Wharton High School player Sean McNamee wasn't wearing a helmet when warming up before drills in October. He lost his balance and struck an unattended paint machine used to line the field.
He was in a coma for nine days. Doctors told his family that the 16-year-old might not survive. McNamee emerged from the coma but has a titanium plate in his head and requires physical and cognitive therapy, said his attorney, Steve Yerrid.
"There is no question, Sean suffered a devastating and permanent brain injury that will have significant adverse impacts upon him for the rest of his life," Yerrid wrote in a letter to the district's attorney dated Feb. 21.
The school district did not immediately return a call seeking comment about the case.
The letter serves as a notice of intent to sue the school district; to sue a government entity in Florida, the plaintiff must send the notice six months before the intended lawsuit.
State law allows a maximum $200,000 in damages if the school district is found liable in this case. If a jury were to find the school district liable for an amount over $200,000, the Florida Legislature would have to approve the amount in what is called a claims bill.
On Oct. 16, 2013, McNamee was a linebacker/defensive end and was playing catch with some teammates before drills. Yerrid said McNamee lost his balance, came into contact with another player and hit the field striping machine.
Security cameras on campus show that McNamee walked into the locker room, holding his head.
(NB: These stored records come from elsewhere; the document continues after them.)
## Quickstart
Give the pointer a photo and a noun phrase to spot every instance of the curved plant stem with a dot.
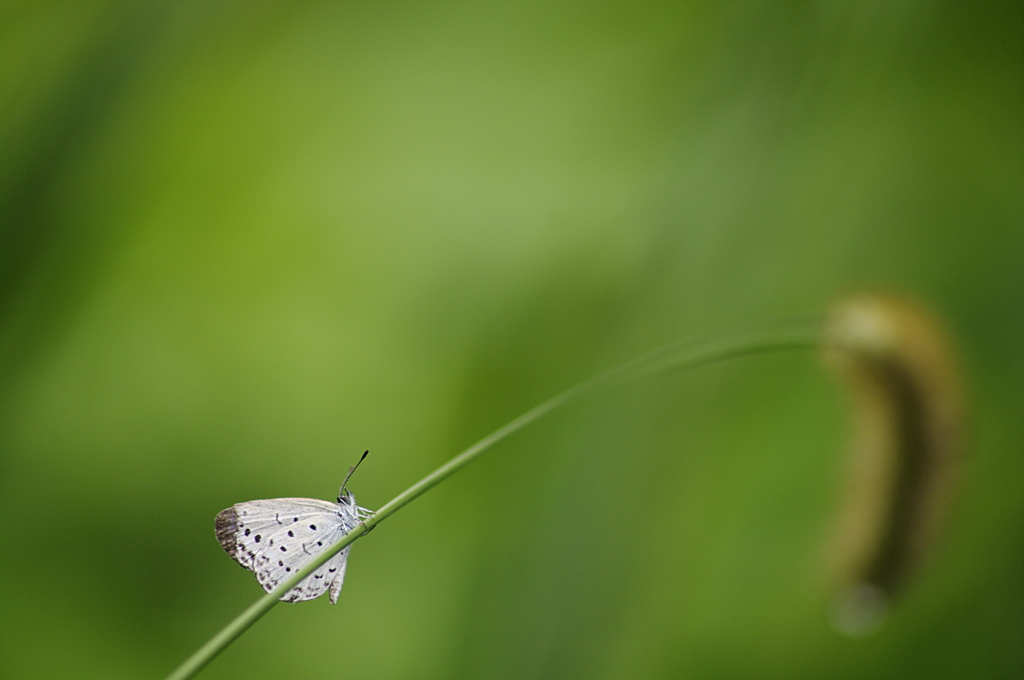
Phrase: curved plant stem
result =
(675, 356)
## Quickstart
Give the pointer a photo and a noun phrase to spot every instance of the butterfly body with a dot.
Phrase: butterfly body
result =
(275, 538)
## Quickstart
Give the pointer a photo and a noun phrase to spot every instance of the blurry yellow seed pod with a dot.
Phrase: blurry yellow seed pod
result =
(907, 410)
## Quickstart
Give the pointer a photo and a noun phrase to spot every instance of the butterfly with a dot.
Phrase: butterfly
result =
(276, 538)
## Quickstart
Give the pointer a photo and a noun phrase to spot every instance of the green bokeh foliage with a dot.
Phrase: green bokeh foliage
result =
(242, 242)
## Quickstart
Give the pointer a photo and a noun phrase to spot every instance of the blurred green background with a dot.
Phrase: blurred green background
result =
(244, 241)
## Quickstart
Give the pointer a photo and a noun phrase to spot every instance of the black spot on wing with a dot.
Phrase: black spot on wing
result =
(226, 525)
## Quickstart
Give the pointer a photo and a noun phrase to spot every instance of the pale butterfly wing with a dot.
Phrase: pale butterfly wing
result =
(276, 537)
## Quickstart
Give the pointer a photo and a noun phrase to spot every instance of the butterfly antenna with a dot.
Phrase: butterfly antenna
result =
(344, 492)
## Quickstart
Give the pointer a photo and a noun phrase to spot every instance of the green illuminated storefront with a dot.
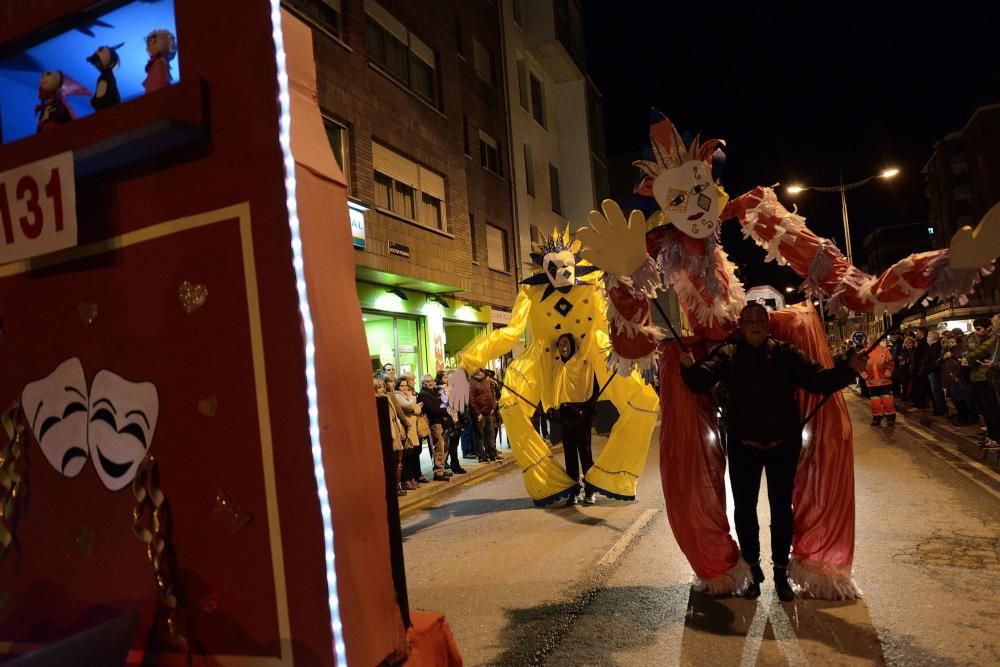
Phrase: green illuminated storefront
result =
(418, 332)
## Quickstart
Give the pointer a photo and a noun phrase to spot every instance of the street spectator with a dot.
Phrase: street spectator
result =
(930, 366)
(984, 364)
(396, 430)
(958, 391)
(901, 375)
(919, 386)
(440, 421)
(453, 431)
(483, 403)
(764, 428)
(411, 468)
(878, 377)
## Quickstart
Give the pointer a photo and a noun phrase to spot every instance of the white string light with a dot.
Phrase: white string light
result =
(284, 137)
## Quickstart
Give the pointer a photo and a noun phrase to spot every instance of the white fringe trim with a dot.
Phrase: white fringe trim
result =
(823, 581)
(731, 582)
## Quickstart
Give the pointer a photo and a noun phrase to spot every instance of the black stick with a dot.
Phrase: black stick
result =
(595, 398)
(518, 395)
(677, 336)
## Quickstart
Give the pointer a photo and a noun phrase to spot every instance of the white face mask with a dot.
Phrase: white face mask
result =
(560, 267)
(57, 410)
(113, 423)
(690, 198)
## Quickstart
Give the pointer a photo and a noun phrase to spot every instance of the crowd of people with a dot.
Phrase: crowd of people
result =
(419, 416)
(927, 369)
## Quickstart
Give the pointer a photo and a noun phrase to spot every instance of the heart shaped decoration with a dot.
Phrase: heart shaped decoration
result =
(192, 296)
(208, 405)
(87, 311)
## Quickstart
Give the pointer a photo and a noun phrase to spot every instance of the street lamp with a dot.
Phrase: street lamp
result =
(842, 188)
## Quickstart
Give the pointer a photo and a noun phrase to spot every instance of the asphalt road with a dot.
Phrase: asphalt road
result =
(607, 585)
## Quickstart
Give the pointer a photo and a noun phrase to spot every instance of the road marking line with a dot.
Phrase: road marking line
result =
(943, 452)
(619, 547)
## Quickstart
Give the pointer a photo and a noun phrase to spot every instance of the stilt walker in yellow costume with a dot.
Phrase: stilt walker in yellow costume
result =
(563, 297)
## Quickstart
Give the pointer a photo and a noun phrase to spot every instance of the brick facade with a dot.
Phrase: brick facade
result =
(356, 92)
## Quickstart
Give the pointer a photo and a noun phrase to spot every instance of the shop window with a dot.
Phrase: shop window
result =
(537, 100)
(496, 248)
(400, 53)
(339, 139)
(489, 153)
(67, 51)
(482, 60)
(394, 339)
(529, 171)
(408, 190)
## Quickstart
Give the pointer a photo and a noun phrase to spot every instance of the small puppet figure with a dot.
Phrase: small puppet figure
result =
(105, 59)
(162, 48)
(52, 108)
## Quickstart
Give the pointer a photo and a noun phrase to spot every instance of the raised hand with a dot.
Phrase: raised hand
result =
(616, 245)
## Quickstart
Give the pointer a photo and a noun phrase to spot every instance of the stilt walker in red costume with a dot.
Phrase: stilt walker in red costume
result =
(678, 247)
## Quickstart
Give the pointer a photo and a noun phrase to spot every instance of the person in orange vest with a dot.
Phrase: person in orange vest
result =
(878, 377)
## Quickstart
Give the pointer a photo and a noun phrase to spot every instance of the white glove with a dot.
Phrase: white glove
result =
(615, 245)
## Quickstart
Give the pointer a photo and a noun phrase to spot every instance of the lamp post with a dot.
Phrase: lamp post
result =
(842, 188)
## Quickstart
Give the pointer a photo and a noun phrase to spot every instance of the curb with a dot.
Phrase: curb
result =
(966, 438)
(475, 471)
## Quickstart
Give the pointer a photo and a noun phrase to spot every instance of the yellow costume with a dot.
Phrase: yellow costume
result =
(553, 302)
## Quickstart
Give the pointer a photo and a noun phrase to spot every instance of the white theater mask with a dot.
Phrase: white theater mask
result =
(123, 419)
(113, 423)
(56, 408)
(690, 198)
(560, 267)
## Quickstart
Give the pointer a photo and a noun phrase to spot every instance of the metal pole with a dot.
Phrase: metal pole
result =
(843, 215)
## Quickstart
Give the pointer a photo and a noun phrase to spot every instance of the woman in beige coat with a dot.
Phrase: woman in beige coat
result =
(411, 409)
(396, 429)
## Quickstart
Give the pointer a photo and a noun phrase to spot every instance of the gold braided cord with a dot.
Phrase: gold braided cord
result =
(12, 475)
(150, 521)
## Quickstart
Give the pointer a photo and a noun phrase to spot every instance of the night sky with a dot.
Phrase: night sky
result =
(798, 94)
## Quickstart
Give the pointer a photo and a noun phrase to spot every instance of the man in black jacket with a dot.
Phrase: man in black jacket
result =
(764, 428)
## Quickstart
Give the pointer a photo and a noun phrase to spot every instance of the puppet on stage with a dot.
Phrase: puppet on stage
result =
(564, 297)
(53, 109)
(678, 247)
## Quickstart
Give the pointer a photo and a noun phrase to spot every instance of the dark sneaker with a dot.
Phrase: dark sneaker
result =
(781, 585)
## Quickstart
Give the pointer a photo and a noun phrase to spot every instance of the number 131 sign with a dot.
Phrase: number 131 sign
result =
(37, 208)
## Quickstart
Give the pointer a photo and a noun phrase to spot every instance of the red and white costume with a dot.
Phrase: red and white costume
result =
(692, 460)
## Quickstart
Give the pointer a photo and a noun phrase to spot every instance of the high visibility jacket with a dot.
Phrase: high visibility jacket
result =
(878, 372)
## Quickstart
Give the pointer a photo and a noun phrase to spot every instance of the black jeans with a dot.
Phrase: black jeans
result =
(989, 408)
(576, 420)
(745, 466)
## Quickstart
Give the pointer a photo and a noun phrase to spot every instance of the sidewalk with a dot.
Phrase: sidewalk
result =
(966, 438)
(475, 470)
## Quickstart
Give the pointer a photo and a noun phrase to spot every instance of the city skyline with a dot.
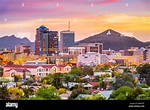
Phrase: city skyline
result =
(87, 17)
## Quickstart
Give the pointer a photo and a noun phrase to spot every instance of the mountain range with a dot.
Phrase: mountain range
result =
(114, 40)
(110, 39)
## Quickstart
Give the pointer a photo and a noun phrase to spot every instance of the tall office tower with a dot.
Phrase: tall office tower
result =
(67, 39)
(53, 42)
(46, 42)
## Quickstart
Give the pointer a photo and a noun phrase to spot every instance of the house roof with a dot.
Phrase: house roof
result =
(93, 83)
(35, 66)
(80, 96)
(66, 95)
(18, 70)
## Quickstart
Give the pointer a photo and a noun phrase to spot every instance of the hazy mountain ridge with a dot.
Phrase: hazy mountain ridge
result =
(114, 40)
(11, 41)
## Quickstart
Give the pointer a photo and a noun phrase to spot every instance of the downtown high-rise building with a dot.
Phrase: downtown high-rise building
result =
(67, 39)
(46, 41)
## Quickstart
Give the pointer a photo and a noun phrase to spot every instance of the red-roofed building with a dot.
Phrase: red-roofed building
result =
(39, 70)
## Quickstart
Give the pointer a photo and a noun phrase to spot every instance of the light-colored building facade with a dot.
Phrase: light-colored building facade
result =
(92, 58)
(76, 50)
(21, 48)
(67, 39)
(92, 47)
(39, 70)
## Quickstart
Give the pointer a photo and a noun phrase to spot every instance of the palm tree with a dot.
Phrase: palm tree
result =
(4, 95)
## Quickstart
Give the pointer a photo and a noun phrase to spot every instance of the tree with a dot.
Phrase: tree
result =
(78, 91)
(76, 71)
(49, 93)
(87, 70)
(118, 83)
(1, 72)
(145, 96)
(61, 90)
(24, 74)
(103, 85)
(144, 71)
(4, 95)
(130, 84)
(49, 78)
(138, 91)
(27, 92)
(16, 78)
(123, 93)
(57, 82)
(97, 96)
(15, 93)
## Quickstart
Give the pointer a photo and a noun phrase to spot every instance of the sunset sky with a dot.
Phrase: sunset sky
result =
(87, 17)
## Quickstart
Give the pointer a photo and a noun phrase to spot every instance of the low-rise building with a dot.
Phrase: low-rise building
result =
(40, 70)
(92, 58)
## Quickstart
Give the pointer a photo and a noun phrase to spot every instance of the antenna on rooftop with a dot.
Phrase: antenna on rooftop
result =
(69, 25)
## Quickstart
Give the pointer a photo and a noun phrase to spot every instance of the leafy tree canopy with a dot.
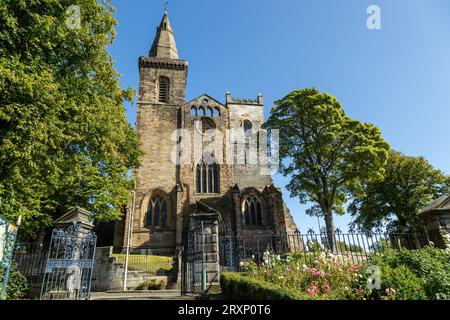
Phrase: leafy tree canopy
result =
(64, 137)
(327, 154)
(409, 185)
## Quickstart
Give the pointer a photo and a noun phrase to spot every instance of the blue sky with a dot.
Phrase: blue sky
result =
(397, 78)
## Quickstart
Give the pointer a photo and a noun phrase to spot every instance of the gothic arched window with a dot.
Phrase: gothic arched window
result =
(163, 89)
(251, 208)
(207, 178)
(156, 212)
(248, 128)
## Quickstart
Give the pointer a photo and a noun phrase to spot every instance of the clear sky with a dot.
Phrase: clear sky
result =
(397, 78)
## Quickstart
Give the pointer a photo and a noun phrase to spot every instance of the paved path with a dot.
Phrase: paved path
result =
(141, 295)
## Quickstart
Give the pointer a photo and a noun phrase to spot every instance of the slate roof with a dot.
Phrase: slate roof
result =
(440, 204)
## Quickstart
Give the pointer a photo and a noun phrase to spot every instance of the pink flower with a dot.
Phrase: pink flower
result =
(310, 292)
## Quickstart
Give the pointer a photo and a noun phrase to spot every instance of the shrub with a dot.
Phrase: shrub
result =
(17, 284)
(246, 287)
(430, 265)
(399, 283)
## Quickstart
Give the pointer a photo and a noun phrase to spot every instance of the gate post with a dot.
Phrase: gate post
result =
(71, 255)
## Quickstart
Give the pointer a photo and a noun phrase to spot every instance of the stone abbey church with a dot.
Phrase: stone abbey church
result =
(168, 192)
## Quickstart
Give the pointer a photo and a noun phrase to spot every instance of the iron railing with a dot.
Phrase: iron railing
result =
(351, 247)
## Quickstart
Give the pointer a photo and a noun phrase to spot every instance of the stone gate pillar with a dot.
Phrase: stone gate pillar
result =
(79, 216)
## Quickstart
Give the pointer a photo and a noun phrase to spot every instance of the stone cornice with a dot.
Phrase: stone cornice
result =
(151, 62)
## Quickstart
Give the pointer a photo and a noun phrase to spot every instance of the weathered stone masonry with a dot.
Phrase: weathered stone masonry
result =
(167, 194)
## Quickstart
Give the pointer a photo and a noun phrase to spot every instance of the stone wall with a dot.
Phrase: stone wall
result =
(109, 275)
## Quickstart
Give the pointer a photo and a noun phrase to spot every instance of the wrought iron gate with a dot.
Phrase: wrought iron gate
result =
(69, 264)
(193, 274)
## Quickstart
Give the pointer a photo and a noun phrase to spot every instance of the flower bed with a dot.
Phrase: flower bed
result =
(402, 274)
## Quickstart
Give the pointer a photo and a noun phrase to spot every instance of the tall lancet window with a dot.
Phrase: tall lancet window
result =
(207, 178)
(163, 90)
(251, 208)
(156, 212)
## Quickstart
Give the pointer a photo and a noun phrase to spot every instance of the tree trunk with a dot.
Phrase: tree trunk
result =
(330, 231)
About a half hour later, McNamee's car is seen leaving campus, and his sister found him at home, disoriented. The teen's family rushed him to the hospital, where he was placed in a medically induced coma and had part of his skull removed.
Yerrid wrote that the team's trainer, who knew about the injury, "failed to adhere to proper protocol to evaluate Sean's condition and obtain appropriate medical intervention."